News: Love Thy Neighbour Gets Uncut Rerun in Australia

Love They Neighbour

Australian TV network Channel 7 is rerunning 1970s ITV sitcom Love Thy Neighbour. The sitcom has regularly been described as racist in the UK due to the use of words such as “nig-nog”, “honky” and “sambo”. 

Despite the fact that the white neighbour Eddie Booth, played by Jack Smethurst, was often the unsympathetic, bigoted fall guy the language used was controversial. The sitcom, written mainly by Vince Powell and Harry Driver, has not been aired in full in the UK since the 1970s, but will be screened without edits or cuts in Australia, where Race Discrimination Commissioner Dr Tim Soutphommansane has been quoted as saying that the show does not breach the Racial Discrimination Act.

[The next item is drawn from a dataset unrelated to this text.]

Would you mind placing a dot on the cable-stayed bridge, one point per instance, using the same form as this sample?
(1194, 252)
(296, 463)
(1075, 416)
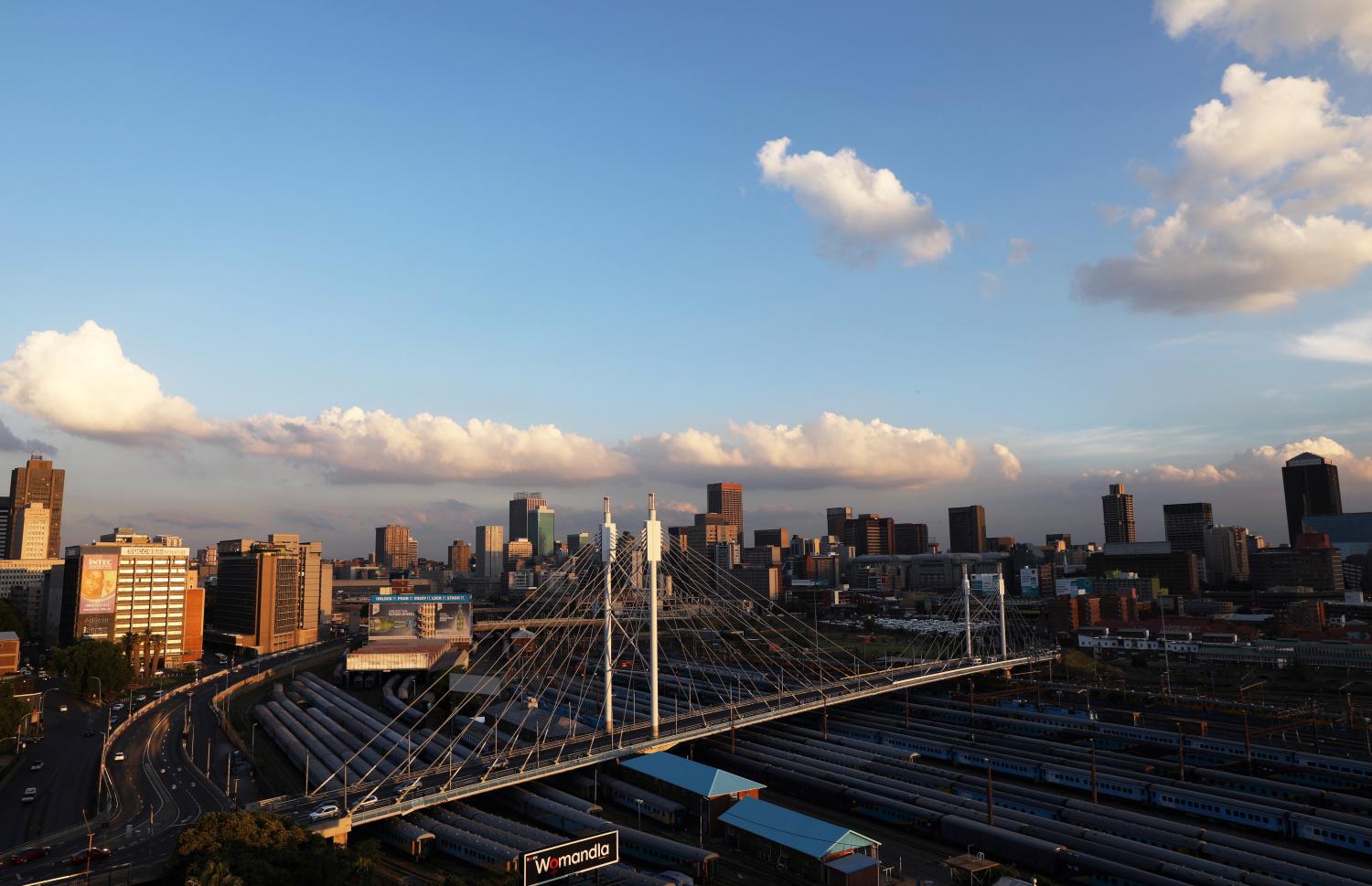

“The Racial Discrimination Act rightly includes wide protections for freedom of speech. These protections ensure that we can freely engage with artistic works, scientific debate and fair comment on matters of public interest. Any complaint about Love Thy Neighbour under the RDA would be unlikely to succeed,” Dr Soutphommansane said

The series, which currently goes out on Channel 7 on Thursdays at 10.30am and again at 4am, also had an Australian spin-off, Love Thy Neighbour in Australia, in which Eddie moved to a Sydney suburb called Blacktown. Rudolph Walker, who played Bill Reynolds in the ITV version and the movie version, is better known these days for playing Dr Trueman in EastEnders.